All production EDM systems must comply with the CMS TRA and the Data Mesh Reference Architecture.
BR-DL-2: Separation of storage from compute
Separating the data from the application and analytic tools that access it means that the data does not have to be duplicated for organization that wants to use it. Data contributors can focus on managing their data, while users are allowed to work with tools that are native to their understanding.
BR-DL-3: Data assets are not copied or moved
The Enterprise Data Mesh does not seek to centralize the data. Using a very light footprint, we work with the contributors and align their existing data to a set of common standards and integration patterns. We register those datasets to a centralized metadata catalog, which makes it accessible and discoverable based on permissions.
BR-DL-4: Shared data assets are registered in the Hive Metastore and a user-facing data catalog
Rather than moving their data to a central location, data contributors simply publish the information about their metadata to the Hive Metastore which functions as a compute metadata catalog. The compute metadata catalog allows data sets to be automatically discovered by database tools. The Hive Metastore is available now to enable access to the data mesh via the System to System Design Pattern.
Data contributors will also provide their metadata to a User Data Catalog which will provide a searchable user interface. Once the User Data Catalog is available, Individuals who are interested in implementing the End-User to Data Mesh Design Pattern will be able to explore data sets to find options that will meet their business needs.
BR-DL-5: The EDM does not store raw data or unstructured data. All data in the EDM is fully structured and immediately consumable
The EDM is closer in design to the industry term Data Lakehouse and customizes the design and approach to CMS requirements using Data mesh and Data domain principles.
BR-DL-6: Data sets remain within the data owner’s security boundary
Because the data is not moved or copied, the data remains within the data owner’s security boundary and under the data contributor’s control. Only the metadata is shared. The data contributor remains in control of who can access their data.
BR-DL-7: Data owners curate their data assets and manage freshness and usability
BR-DL-8: Data consumers bring their own compute resources
“Separation of storage from compute” means that Data Consumers can point their own tools (computes) at different types of storage, accessing the data wherever it lives, rather than having to load it all into one database. Each user is allowed to bring their own skills and explore the data in ways that make sense to them. Our goal is to democratize our data. Democratizing data means making data accessible to the average non-technical user of information systems, without having to require the involvement of IT.
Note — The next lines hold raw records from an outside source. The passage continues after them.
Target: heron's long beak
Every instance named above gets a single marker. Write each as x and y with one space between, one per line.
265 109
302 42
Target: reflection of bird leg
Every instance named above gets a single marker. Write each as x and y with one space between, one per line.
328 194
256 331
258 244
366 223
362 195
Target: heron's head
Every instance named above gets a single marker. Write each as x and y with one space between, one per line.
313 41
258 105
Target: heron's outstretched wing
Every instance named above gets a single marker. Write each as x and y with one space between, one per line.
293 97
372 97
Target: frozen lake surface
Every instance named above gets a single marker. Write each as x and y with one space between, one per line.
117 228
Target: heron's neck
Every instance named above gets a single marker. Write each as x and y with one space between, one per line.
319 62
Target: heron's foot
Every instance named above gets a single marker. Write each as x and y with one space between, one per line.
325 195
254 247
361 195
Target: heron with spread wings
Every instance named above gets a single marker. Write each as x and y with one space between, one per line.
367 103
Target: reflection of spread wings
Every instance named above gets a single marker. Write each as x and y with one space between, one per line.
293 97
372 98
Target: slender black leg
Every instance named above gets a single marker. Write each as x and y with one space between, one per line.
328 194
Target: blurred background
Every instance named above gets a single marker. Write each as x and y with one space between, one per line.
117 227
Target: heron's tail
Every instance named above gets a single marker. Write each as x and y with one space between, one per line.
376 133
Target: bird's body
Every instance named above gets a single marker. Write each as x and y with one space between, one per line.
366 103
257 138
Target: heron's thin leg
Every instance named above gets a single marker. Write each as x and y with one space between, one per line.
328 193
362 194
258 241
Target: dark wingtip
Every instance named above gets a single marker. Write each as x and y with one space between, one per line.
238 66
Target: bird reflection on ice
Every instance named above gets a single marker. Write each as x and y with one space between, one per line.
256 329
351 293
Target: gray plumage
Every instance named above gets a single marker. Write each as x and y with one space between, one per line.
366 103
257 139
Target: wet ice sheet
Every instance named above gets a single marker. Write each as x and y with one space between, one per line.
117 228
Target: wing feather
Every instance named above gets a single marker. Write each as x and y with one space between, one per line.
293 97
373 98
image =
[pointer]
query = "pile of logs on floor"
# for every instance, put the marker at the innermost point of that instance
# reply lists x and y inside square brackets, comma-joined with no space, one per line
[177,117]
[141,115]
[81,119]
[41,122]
BR-DL-9: The data owner determines the users, groups, roles, and policies that govern data access
In the System to System Design Pattern, the consuming system will be responsible for implementing the role based security required by the data owner. But in the End User to Data Mesh Design Pattern access roles will be applied to the data and maintained by the data owners. We began investigating potential solutions last fall and are currently performing Proof of Concept for two solutions.